Many opposition politicians of the Second Republic were sentenced to uncountable years of imprisonment while the potentates of the ruling NPN supped into the same stomach with the military brass-hats.
The erstwhile hypothesis of Nigerian politicians and soldiers being joined at the stomach like Siamese twins has since become a thesis.
Fast forward to the much-abused “clueless” watch of then President Goodluck Jonathan when a military lord in the shape and size of Sambo Dasuki took the special charge of distributing cash to ill-assorted politicians for consultancies and prayers!

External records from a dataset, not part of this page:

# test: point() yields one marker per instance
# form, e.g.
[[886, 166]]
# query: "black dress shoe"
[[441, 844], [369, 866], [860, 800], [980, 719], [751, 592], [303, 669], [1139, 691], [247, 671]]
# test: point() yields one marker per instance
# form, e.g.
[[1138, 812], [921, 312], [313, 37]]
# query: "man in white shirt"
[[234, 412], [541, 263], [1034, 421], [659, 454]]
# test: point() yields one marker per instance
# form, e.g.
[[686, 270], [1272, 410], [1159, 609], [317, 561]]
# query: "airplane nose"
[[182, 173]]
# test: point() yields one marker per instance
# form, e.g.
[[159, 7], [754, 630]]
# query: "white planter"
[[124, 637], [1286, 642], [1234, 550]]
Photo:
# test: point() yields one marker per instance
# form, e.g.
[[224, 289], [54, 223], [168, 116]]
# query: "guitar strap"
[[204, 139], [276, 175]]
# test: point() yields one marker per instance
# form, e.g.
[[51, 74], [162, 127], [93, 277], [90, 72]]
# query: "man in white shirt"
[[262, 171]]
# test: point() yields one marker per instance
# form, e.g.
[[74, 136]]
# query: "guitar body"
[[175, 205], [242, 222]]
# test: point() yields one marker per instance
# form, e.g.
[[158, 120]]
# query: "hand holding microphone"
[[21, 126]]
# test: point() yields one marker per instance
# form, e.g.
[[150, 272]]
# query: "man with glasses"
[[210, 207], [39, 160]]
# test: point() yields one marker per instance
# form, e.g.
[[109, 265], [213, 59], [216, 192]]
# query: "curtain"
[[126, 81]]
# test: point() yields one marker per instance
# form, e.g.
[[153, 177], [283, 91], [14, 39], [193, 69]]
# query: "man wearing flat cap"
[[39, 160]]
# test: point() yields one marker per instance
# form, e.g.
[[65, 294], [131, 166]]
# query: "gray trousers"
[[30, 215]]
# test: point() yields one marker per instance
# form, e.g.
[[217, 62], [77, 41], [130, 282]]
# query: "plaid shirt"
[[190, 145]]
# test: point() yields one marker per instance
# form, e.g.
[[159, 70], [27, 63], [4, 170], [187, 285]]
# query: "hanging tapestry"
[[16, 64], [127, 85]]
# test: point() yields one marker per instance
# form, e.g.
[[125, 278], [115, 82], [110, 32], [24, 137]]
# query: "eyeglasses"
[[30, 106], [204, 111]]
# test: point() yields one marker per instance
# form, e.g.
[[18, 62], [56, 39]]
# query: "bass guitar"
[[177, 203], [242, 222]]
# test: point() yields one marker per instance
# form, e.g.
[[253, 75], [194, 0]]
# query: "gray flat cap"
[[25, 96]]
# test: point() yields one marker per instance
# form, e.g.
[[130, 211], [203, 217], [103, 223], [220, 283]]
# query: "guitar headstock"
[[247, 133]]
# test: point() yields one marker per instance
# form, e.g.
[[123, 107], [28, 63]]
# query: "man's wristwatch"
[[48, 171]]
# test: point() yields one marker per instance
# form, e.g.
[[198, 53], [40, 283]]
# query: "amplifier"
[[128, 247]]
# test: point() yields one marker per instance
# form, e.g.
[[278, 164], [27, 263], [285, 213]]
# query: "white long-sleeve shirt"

Fela Anikulapo-Kuti will never truly die so long his lines such as “Soja don put everybody for reverse” remain on the lips of all and sundry.
If it is military rule we want in this benighted country, let’s call it by its name instead of abusing the hallowed name of democracy.
With the aid and collaboration of military jackboots, politicians can steal as much as they like without the constitutional order being respected at all.
It was the former All Progressives Congress (APC) chairman Adams Oshiomhole who put it out boldly that all sins of every corrupt politician is forgiven once he or she gets into the fold of the ruling APC.
The stomachs of the soldiers and the politicians keep enlarging while the workaday Nigerians are suffering and smiling and dying.
Army generals openly admit publicly to the fact that that they had bought ornate houses in Dubai under a constitutional democracy without the heavens falling.
The due process is suborned at will in this land where soldiers and politicians share a large stomach that is indeed bottomless.
Let me end with the words of my late great friend, Chima Ubani, who told me before his problematic death: “Revolution is inevitable in Nigeria.”